Dec 9, 2019Marsha Turner-Shear

Key Verse: John 1:29
Scripture Reading: Matthew 11:1-15

In That's a Great Question, Glenn Pearson writes that some people don’t see Jesus clearly because they view Him through filters. These filters today include agnosticism, atheism, and selective Christian theology, among many more. The problem with filters is that they prevent us from seeing the whole picture or the whole Truth.

When Jesus came to earth as a newborn, the event we celebrate as Christmas, many of the people close to Him saw Him through filters. His earthly father, Joseph at first saw Him through a filter of shame, until God showed him the truth in a dream. 
When Jesus began His ministry, the Pharisees saw Him through a filter of heresy, and even some of those who followed Him saw Him through a filter of the military victory over their oppressors they longed for.

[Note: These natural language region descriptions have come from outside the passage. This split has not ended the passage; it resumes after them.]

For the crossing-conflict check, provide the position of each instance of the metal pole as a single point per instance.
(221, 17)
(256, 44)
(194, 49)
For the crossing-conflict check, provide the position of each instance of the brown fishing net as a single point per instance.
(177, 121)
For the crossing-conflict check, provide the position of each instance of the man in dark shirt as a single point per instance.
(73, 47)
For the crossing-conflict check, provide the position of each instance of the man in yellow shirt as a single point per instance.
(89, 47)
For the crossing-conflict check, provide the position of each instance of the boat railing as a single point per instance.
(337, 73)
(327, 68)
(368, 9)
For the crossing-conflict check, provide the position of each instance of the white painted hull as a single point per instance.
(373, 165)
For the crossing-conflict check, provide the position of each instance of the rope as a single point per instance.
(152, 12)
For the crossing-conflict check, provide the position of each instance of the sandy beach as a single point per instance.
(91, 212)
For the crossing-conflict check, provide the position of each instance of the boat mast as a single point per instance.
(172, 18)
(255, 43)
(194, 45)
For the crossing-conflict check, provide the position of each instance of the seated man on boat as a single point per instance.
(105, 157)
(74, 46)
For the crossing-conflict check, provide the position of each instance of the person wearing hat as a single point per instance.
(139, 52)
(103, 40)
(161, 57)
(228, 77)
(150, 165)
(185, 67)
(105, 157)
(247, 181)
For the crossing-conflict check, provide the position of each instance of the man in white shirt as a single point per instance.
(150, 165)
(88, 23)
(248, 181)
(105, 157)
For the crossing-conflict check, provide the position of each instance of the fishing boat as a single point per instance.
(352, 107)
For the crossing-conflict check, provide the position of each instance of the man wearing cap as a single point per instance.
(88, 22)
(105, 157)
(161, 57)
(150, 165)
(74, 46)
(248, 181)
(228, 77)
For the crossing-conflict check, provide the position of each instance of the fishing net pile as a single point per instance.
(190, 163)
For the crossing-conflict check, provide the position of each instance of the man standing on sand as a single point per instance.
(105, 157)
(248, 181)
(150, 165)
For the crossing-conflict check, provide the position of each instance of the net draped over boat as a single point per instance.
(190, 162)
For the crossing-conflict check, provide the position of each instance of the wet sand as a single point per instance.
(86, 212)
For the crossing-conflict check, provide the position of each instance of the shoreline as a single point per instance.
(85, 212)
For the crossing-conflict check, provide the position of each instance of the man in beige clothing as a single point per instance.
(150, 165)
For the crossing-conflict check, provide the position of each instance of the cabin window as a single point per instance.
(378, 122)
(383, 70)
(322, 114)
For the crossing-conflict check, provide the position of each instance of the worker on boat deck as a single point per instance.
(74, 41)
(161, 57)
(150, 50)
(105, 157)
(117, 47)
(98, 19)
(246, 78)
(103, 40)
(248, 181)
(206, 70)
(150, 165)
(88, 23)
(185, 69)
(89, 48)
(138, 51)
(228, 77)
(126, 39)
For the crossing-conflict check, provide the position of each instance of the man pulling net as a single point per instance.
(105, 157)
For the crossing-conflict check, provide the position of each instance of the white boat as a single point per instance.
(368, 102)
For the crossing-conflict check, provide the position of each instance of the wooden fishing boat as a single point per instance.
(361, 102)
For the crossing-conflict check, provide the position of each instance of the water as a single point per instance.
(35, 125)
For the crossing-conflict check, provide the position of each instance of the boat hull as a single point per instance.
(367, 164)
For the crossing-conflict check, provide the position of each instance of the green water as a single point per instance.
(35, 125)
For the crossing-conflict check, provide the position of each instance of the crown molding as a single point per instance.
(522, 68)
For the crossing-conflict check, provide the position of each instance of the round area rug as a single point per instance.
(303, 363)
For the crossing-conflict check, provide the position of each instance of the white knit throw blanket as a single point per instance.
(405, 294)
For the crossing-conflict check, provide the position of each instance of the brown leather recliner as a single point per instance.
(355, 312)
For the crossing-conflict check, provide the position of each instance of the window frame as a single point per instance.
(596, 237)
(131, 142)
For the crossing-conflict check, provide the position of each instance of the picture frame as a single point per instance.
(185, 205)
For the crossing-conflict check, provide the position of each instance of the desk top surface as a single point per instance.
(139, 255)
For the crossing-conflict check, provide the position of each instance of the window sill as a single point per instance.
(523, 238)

One person who saw Jesus clearly was John the Baptist. In John 1:29 we read: When John saw Jesus coming toward him, he said, “Behold, the Lamb of God, who takes away the sin of the world!” 
John saw Jesus clearly that day without a filter. But later, when he was in prison, John started to see Jesus through a filter of discouragement and confusion. Jesus wasn’t acting as John and others who had studied the prophets expected. So in Matthew 11, we read that the imprisoned John the Baptist sent his disciples to ask Jesus, “Are you the one who is to come, or should we expect someone else?”

We might expect Jesus to be upset by John’s doubt, but He wasn’t. He simply told John’s disciples, “Go back and report to John what you hear and see: The blind receive sight, the lame walk, … the deaf hear, the dead are raised, and the good news is proclaimed to the poor.”

But there’s more to this story. After John’s disciples left, Jesus praised John—the one who was sitting in prison doubting whether Jesus was really the Christ. Jesus told the crowd, “Truly I tell you, among those born of women there has not risen anyone greater than John the Baptist.”

Many of us today view Jesus and this celebration of His birth through filters of doubt, discouragement, worry, physical illness, and or any number of other filters. And Jesus loves us, just as He loved John, despite those filters. 

But how much fuller our enjoyment of Christmas could be if we could remove all those filters and say with John when he first saw Jesus, “Behold, the Lamb of God, who takes away the sin of the world.”